Znowu? - mama stała w progu i z groźną miną lustrowała pokój bliźniaków. Uczciwie trzeba przyznać, że bałagan, jaki tam panował przypominał krajobraz po bitwie - rozrzucone książki, zabawki, ubrania i resztki wczorajszego podwieczorku mieszały się ze sobą.
- Ojej! - wzruszyła ramionami Gosia. - Posprząta się.
- Samo? - spytała mama.
- To wszystko przez Mateusza! Bawił się wczoraj z Grześkiem i wywlekli wszystkich rycerzy, dinozaury i w ogóle.
- A te książki?
- Książki są moje, ale nawet jak je pozbieram, to i tak będzie bałagan.

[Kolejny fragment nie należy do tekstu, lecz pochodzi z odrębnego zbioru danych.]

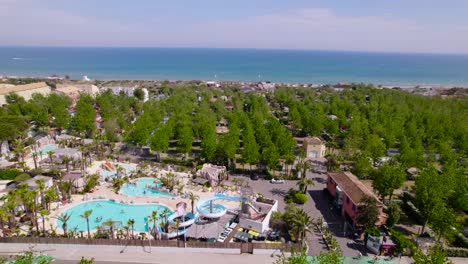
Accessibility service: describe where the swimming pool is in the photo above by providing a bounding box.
[120,178,173,197]
[38,144,57,156]
[99,164,136,178]
[57,200,172,232]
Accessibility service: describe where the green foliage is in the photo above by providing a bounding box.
[386,202,401,228]
[274,251,312,264]
[372,163,406,201]
[79,257,94,264]
[415,167,450,233]
[15,173,31,182]
[74,94,96,137]
[294,192,307,204]
[444,247,468,258]
[0,115,28,141]
[284,188,307,204]
[133,88,145,101]
[0,169,22,180]
[390,229,414,254]
[356,196,379,229]
[8,249,54,264]
[413,246,451,264]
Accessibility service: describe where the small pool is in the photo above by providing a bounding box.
[38,144,57,156]
[57,200,172,232]
[120,178,173,197]
[199,202,226,214]
[99,164,136,178]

- Więc ich nie pozbierasz?
- Pozbieram, chociaż wcale mi się nie chce - westchnęła Gosia.
- Lenistwo, to przywara, z którą należy walczyć - przypomniała mama.
- Ludzie robią gorsze rzeczy - zdenerwowa ła się Gosia.
- Ale od małych się zaczyna - westchnęła mama. - Opowiem ci pewną historię. Do mądrego pustelnika przyszły dwie kobiety. Jedna popełniła wielki grzech,
więc zalewała się łzami i pytała jak może odpokutować wyrządzone zło. Druga była zupełnie spokojna. Owszem, co rusz zdarzały jej się jakieś małe niewierności czy zaniedbania, ale to były drobiazgi. Pustelnik, kazał im iść w góry i przynieś kamienie tak ciężkie jak ich grzechy.
Pierwsza kobieta przytaszczy ła solidny głaz, druga cały kosz mniejszych kamyków.
Obie zmęczyły się okropnie. A teraz - powiedział starzec - odnieście je tam, gdzie leżały. Pierwsza bez trudu odnalazła właściwe miejsce, zostawiła tam swój kamień
i odetchnęła z ulgą. Druga długo jeszcze chodziła z pełnym koszem, nie mogąc pozbyć się utrapionych kamieni.
Gosia spuściła głowę.
- Dorośli też mają problemy z codziennymi "kamykami" - uśmiechnęła się pocieszająco mama. - I ja mam z nimi kłopot, i tato, i babcia. Najważniejsze, żeby się nie poddawać.
- Już jestem! - rozległ się w przedpokoju wesoły głos Mateusza. - Wygraliśmy z II c dwa do zera!
- Świetnie! - ucieszyła się Gosia. - A teraz zbierz siły, bo będziesz musiał powalczyć z bałaganem. Mam nadzieję, że też wygrasz.